Rust FFI with complex return values


#1

Hello,

I have been interested in Rust for long time and wanted to try it out finally. I have a Python project and was hoping to re-write some parts of it to speed up things. The idea is to use Rusts FFI interface to connect to Python via ctypes.

My problem, however, is that I need to return quite complex arrays/structures to Python. And this does not work properly. Unfortunately, I could not find any tutorial in the web for this kind of problem.
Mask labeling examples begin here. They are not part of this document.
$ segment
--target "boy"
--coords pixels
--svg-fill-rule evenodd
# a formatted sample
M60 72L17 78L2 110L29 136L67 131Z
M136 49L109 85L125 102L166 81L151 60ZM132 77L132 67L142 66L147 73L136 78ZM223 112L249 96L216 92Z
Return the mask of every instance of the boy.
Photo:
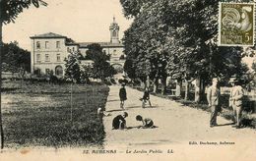
M112 130L126 129L126 117L128 117L127 112L124 112L123 115L117 115L112 121Z
M143 123L143 125L138 127L138 128L147 129L147 128L154 128L155 127L154 122L151 119L149 119L149 118L143 119L141 115L137 115L136 120Z

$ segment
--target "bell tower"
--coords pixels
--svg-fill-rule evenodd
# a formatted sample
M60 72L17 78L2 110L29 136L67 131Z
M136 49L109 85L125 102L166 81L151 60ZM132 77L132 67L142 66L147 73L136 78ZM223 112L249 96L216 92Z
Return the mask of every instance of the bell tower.
M119 41L119 26L115 22L115 17L113 17L113 23L109 27L110 30L110 43L120 43Z

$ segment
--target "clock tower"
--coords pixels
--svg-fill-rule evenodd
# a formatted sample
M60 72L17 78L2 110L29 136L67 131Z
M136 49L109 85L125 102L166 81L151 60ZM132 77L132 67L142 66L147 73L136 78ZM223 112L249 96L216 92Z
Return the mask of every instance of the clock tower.
M120 43L119 41L119 26L115 23L115 17L113 17L113 23L109 27L110 30L110 42Z

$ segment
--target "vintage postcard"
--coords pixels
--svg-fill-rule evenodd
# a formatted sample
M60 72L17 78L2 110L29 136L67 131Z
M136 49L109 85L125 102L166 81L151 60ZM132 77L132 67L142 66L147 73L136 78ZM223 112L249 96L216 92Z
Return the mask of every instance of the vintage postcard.
M1 161L256 158L255 3L1 0Z
M255 3L220 3L219 43L226 46L254 46Z

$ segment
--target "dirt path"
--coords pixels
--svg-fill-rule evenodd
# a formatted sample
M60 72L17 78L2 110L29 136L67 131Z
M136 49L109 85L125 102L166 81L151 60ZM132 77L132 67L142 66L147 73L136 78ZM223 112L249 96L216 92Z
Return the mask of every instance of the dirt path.
M156 96L151 96L154 108L143 109L139 100L142 97L142 92L129 87L126 90L128 100L125 102L125 111L129 114L126 118L127 126L140 125L135 120L136 115L140 114L143 117L153 119L159 128L111 130L112 119L122 113L119 107L119 86L111 86L106 104L106 111L110 112L111 116L103 119L106 133L105 148L117 147L120 153L127 153L127 149L143 148L147 149L148 153L148 149L157 149L162 150L164 154L167 153L167 149L171 148L175 155L179 156L178 154L180 154L185 158L199 153L211 159L213 159L211 157L213 154L215 159L226 157L236 160L247 157L249 160L248 156L252 155L254 155L253 158L256 158L255 130L233 129L231 125L228 125L230 121L221 117L218 117L217 121L221 126L210 128L210 113ZM192 141L197 144L190 144ZM200 144L200 141L217 142L217 144ZM234 144L221 144L220 141Z

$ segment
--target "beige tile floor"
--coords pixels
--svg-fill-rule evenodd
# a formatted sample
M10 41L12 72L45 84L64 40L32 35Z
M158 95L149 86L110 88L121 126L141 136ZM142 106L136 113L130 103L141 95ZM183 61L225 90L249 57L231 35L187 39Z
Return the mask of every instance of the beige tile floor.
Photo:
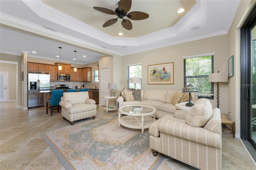
M97 116L106 114L103 108L98 106ZM16 102L2 102L0 119L0 169L65 169L40 134L70 125L60 112L51 117L42 107L23 109L18 107ZM233 138L230 133L222 134L222 158L223 170L256 169L240 139ZM158 169L195 169L167 158Z

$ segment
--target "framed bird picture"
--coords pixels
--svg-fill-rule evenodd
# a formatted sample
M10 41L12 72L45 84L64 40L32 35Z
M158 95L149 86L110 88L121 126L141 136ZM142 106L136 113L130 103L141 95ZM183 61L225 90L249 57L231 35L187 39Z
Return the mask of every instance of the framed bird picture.
M148 65L148 84L174 84L174 63Z

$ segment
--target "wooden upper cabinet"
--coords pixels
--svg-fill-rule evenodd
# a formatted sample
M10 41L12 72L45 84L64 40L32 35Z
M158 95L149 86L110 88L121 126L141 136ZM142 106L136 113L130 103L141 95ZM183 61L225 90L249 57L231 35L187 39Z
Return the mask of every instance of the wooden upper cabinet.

I posted a snipped to https://is.gd/3MuKDD. The snipped takes a Rust vector (peaks:Vec<Peak>) and copies its content to its C-structure array counter part (cpeaks:Vec<CPeak>). Within CPeak is another pointer to an array of CFrg. The cpeaks vector is returned as call-by-reference to have space for an error return value.

When I try to read the data with Python I have two problems:

  • the first entry of cpeaks is empty (or better: garbage)
  • the CFrg entries are all garbage.

I guess that the problem is the lifetime of cpeaks which probably does not life long enough to be accessed in Python. However, I have no idea how to make it keeping alive. I tried Boxing it, but this did not help.

Any help would be appreciated!

Thx,
Ronny


#2

It would help if we could see the Python side of the communication.

The problem isn’t the lifetime of cpeaks: since you called mem::forget on it, the buffer it contains (which you previously extracted with .as_ptr()) won’t be freed - ever, without specific code to do so; it’s leaked.

But you don’t call mem::forget on your frgs vecs, so their buffer will be freed each time around the outer for loop, leaving the raw *mut CFrg you stuck into cpeaks dangling.


#3

Dear Comex,
thank you very much for the fast reply.

If I add mem::forget(frgs), I get the fragments. :slight_smile: Further, it works now with my Python code (see below).

But is using mem::forget() the preferred way? If I have to remove cpeaks and cfrg by hand, how would I do this best? I might have more complex data structures to share between Rust and Python.

Here is my Python code:

#!/usr/bin/python

import sys, ctypes
from ctypes import *

# prefix = {'win32': ''}.get(sys.platform, 'lib')
# extension = {'darwin': '.dylib', 'win32': '.dll'}.get(sys.platform, '.so')

lib = ctypes.cdll.LoadLibrary("./target/debug/libstandard_finder.so")

# the c struct 
class Standards(Structure):
	pass

class CFrg(Structure):
	_fields_ = [
		("mz_exp", c_float),
		("mz_diff", c_float),
		("intensity", c_float),
		("resolution", c_float),
		("noise", c_float)
		]

class CPeak(Structure):
	_fields_ = [
		# ("chemsc", c_char_p),
		("mz_exp", c_float),
		("mz_diff", c_float),
		("intensity", c_float),
		("resolution", c_float),
		("noise", c_float),
		("nb_frg", c_int),
		("frgs", POINTER(CFrg)),
		]

class Array(Structure):
	_fields_ = [("len", c_size_t), ("data", c_int)]

class Simple(Structure):
	_fields_ = [("one", c_float), ("two", c_double)]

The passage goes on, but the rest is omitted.